Возможно, поэтому многие не решались прямо просить о помощи – надеялись, что знавшие об их бедах все же сами ее предложат. Разумеется, они понимали, что не у всех хватит сил и времени на посещение родных, близких и знакомых, нуждавшихся в поддержке. Они сами ходили к ним «в гости» – ничего не требуя, но ожидая, что даже их внешний вид вызовет сострадание. И надеялись на то, что есть упрочившиеся обычаи и нельзя не дать хоть что-то пришедшим навестить. «Трудно привыкнуть к тому, что гость это человек, которому не следует предлагать даже чашку пустого чая», – писал И. Меттер [672], и этот обычай угощать, конечно, не так щедро, как в прошлом, отмечался и во время блокадной зимы.

Первое время пришедшие «в гости» изможденные люди еще крепились, не всегда обращались с прямой просьбой о хлебе. Но это никого не обманывало: все понимали, какая нужда привела их в чужой дом. «Ведь сознаюсь тебе честно, теперь придешь к кому-нибудь, дак только и ждешь, чтобы хоть чем-то угостили», – рассказывала А. Кочетова матери [673]. История А. Кочетовой весьма типична для того времени, разве что стоит отметить редкостную бесхитростность ее описаний – без умолчаний и желания облагородить себя. К концу декабря 1941 г. она была крайне истощена и ей все равно было куда идти, к ближнему ли родственнику, к дальнему ли: только бы помогли. Один из них поделился с ней лепешкой из дуранды. Ждать помощи больше было неоткуда. Она пришла к нему во второй раз, и он снова угостил ее лепешкой. Тогда она пошла к нему в третий раз… Она и сама знает, что так делать нельзя, что нет у нее права бесконечно пользоваться чужим благородством: «…Ходить то неудобно… Дак я решила стыд… потерять…Вот мамочка каким я человеком стала, куда вся моя гордость подевалась» [674]. Но нет сил остановиться: если дали один раз, может дадут еще, и еще… Не остановиться – голод все сметает, и стыд и гордость, и дарение очень скоро начинает оцениваться почти как должное, и трудно рассказать о том, как она получила отказ, без еле скрываемой обиды: «…А потом видит, наверное, что человек то невыгодный, дак и угощать не стал, дак я к нему и ходить не стала» [675].

Посещая родных и близких, встречаясь с соседями, обычно делились своим горем, подробно рассказывали о наиболее скорбных эпизодах блокадной жизни, говорили о том, какие страдания испытывают.
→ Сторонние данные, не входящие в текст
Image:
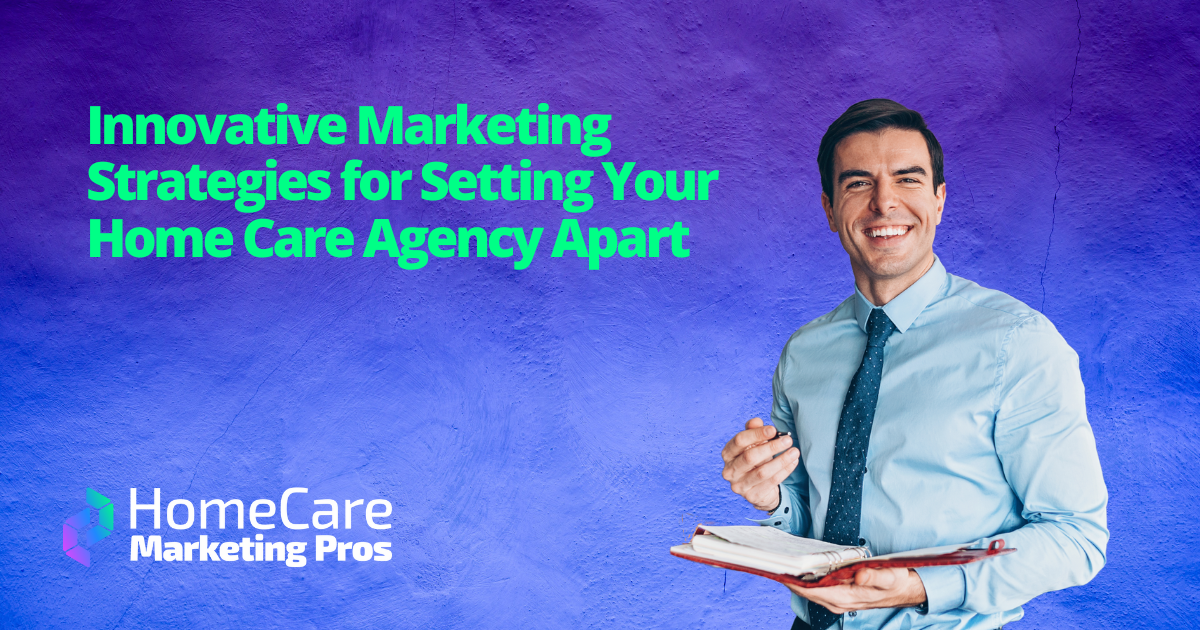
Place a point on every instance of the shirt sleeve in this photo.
(792, 514)
(1048, 454)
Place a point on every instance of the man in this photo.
(925, 411)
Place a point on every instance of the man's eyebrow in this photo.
(846, 174)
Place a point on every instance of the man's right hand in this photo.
(751, 467)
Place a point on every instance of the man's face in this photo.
(885, 208)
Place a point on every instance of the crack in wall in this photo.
(1057, 135)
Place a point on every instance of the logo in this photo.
(79, 533)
Никто ничего не просил – просто надо было выговориться. Т. А. Кононова записывала в дневнике 29 января 1942 г.: «Утром пришла погреться из очереди за хлебом Аня Кипрушкина и все плака[ла]… Валя и Анд [рей] Ив[анович] отекли. Просто ужас. Потом пришли погреться… Кира с Анас[тасией] Ник[олаевной], хотели пойти узнать об эвакуации, но посидев, никуда не пошли[курсив мой. – С. Я.].Они тоже живут на пайке, т. е. это 250 гр. хлеба и почти больше ничего, т. к. в магазине за январь дали иждивенцам по 50 гр. масла, 100 гр. мяса». [676]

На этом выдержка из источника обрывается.